Scientists at Imperial College London have developed a high-speed COVID-19 test that foregoes the need for a laboratory.
Standard COVID-19 Test
To date, SARS-CoV-2 has managed to infect 31 million people and claim over 900,000 lives worldwide. Early detection of the disease plays a key role in the control and management of the disease.
While there is no gold-standard for COVID-19 testing, the standard remains laboratory RT-PCR, a reverse transcription-polymerase chain reaction. However, this is a time-consuming test that can result in false negatives in patients showing COVID-19 symptoms.
How does the COVID Nudge Work?
The sample for the device is collected using a pediatric-sized nasal swab. The sample is then loaded onto the device.
The device comprises two components: the DnaCartridge and a processing unit called the Nudge Box. The DnaCartridge contains a sample preparation unit and an amplification unit. A real-time RT-PCR takes place within the amplification unit of the device.
The wifi-enabled device can then directly upload the results to the patient’s electronic health record.
Unlike the laboratory RT-PCR test that can take 24 hours, the COVID Nudge processes result in a little over an hour. Furthermore, it foregoes the need for a laboratory.

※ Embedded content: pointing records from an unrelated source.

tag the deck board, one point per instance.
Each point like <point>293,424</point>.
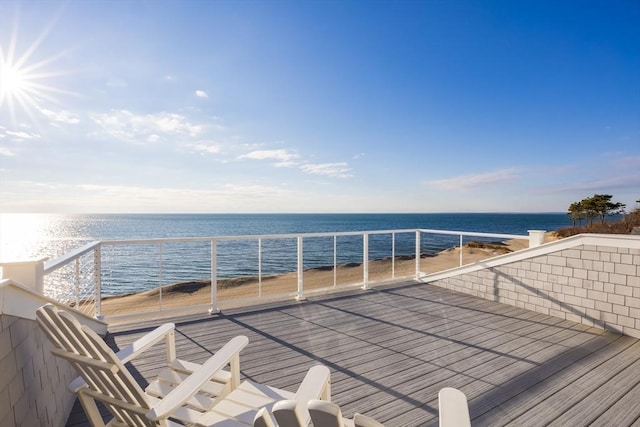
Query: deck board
<point>391,349</point>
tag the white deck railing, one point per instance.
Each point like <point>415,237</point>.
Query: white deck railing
<point>159,270</point>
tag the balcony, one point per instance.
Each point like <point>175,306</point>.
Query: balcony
<point>391,349</point>
<point>543,335</point>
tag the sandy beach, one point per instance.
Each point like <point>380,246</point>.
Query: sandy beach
<point>250,290</point>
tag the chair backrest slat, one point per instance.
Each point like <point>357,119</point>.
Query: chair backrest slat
<point>107,379</point>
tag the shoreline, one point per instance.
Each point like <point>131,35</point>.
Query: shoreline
<point>198,292</point>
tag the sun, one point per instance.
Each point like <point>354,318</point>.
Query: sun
<point>24,79</point>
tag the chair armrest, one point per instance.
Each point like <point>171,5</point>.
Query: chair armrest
<point>190,386</point>
<point>133,350</point>
<point>454,411</point>
<point>143,343</point>
<point>315,385</point>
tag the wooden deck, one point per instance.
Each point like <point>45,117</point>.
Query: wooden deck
<point>391,349</point>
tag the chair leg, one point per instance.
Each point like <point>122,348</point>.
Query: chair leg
<point>91,409</point>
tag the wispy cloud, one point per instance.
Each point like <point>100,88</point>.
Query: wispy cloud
<point>469,182</point>
<point>283,158</point>
<point>64,117</point>
<point>204,147</point>
<point>17,135</point>
<point>6,152</point>
<point>290,159</point>
<point>131,127</point>
<point>335,170</point>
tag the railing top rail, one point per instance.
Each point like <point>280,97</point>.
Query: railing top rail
<point>251,237</point>
<point>295,235</point>
<point>475,234</point>
<point>69,257</point>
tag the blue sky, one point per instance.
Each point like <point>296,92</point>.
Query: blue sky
<point>318,106</point>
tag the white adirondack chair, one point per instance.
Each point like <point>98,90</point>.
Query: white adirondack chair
<point>250,403</point>
<point>183,391</point>
<point>290,413</point>
<point>454,411</point>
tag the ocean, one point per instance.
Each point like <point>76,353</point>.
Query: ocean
<point>135,268</point>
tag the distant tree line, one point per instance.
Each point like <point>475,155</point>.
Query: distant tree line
<point>598,206</point>
<point>594,211</point>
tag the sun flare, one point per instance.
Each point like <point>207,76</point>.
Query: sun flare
<point>23,78</point>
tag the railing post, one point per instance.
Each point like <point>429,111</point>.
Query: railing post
<point>418,254</point>
<point>97,279</point>
<point>335,260</point>
<point>300,295</point>
<point>214,279</point>
<point>161,276</point>
<point>393,255</point>
<point>77,282</point>
<point>365,261</point>
<point>259,267</point>
<point>536,238</point>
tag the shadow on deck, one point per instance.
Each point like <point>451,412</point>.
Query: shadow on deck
<point>392,348</point>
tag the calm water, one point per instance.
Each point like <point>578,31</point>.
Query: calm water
<point>133,268</point>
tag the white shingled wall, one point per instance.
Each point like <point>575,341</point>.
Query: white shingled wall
<point>33,383</point>
<point>597,285</point>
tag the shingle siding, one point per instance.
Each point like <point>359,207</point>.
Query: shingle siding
<point>593,285</point>
<point>33,383</point>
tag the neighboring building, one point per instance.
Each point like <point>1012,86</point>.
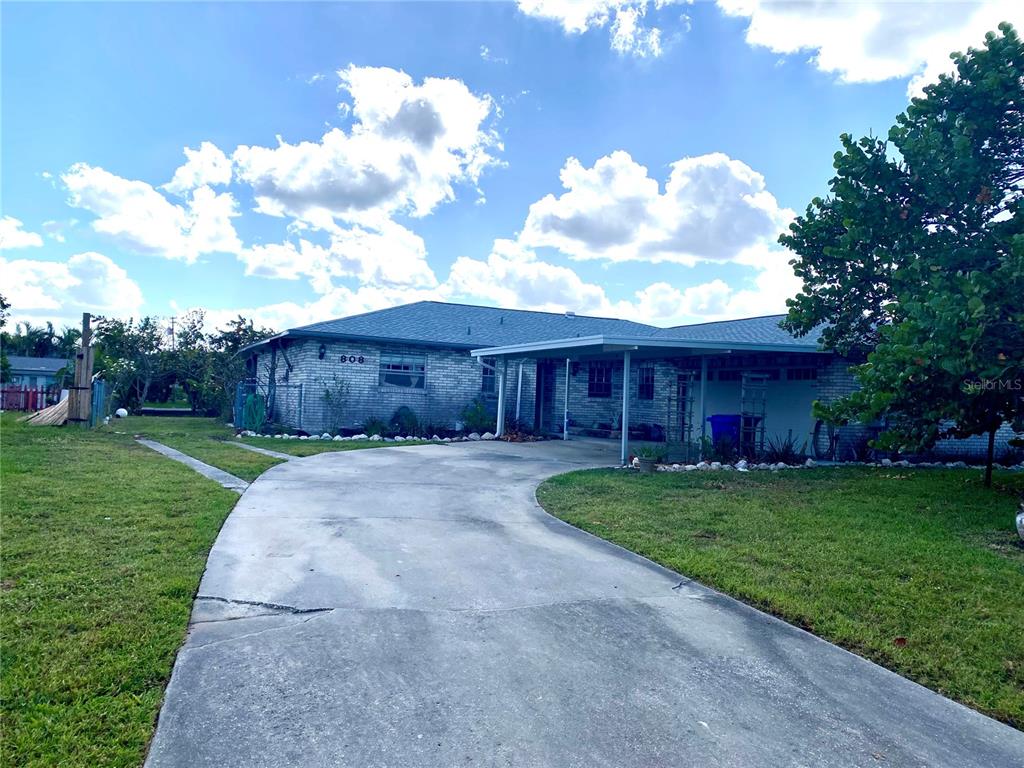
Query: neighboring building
<point>558,374</point>
<point>34,372</point>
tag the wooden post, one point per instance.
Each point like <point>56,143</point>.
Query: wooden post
<point>80,393</point>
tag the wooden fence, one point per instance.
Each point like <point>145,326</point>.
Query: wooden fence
<point>27,398</point>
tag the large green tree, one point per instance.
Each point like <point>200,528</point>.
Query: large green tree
<point>915,258</point>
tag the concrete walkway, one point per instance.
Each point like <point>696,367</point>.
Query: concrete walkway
<point>416,607</point>
<point>226,479</point>
<point>258,450</point>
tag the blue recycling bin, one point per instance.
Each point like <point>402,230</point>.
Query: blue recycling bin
<point>725,427</point>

386 undergo high-speed COVID-19 test
Between 10th April and 12th May, a team of researchers conducted a trial to assess the sensitivity and specificity of the device.
Sensitivity is a measure of a test’s ability to give a real positive result in those with the disease. Whereas, specificity is the test’s ability to give an accurate negative result for those who don’t have the disease.
More than 300 individuals were recruited for the trial. All participants were either NHS staff members or patients.
A laboratory RT-PCR test and COVID Nudge test both analyzed the collected samples.
COVID Nudge found to have 94% Sensitivity
18% of the samples were positive for COVID-19. 67 samples tested positive on the rapid test, compared to 71 positive results from the standard laboratory machines. Therefore, a value of 94% sensitivity.
NHS hospitals across London have been using the rapid test since May 2020.
Professor Chris Toumazou, the co-founder of DnaNudge, believes non-healthcare settings such as schools and offices could benefit the most from the device.
Gibani, Malick M, et al. “Assessing a Novel, Lab-Free, Point-of-Care Test for SARS-CoV-2 (CovidNudge): a Diagnostic Accuracy Study.” The Lancet Microbe, 2020, doi:10.1016/s2666-5247(20)30121-x.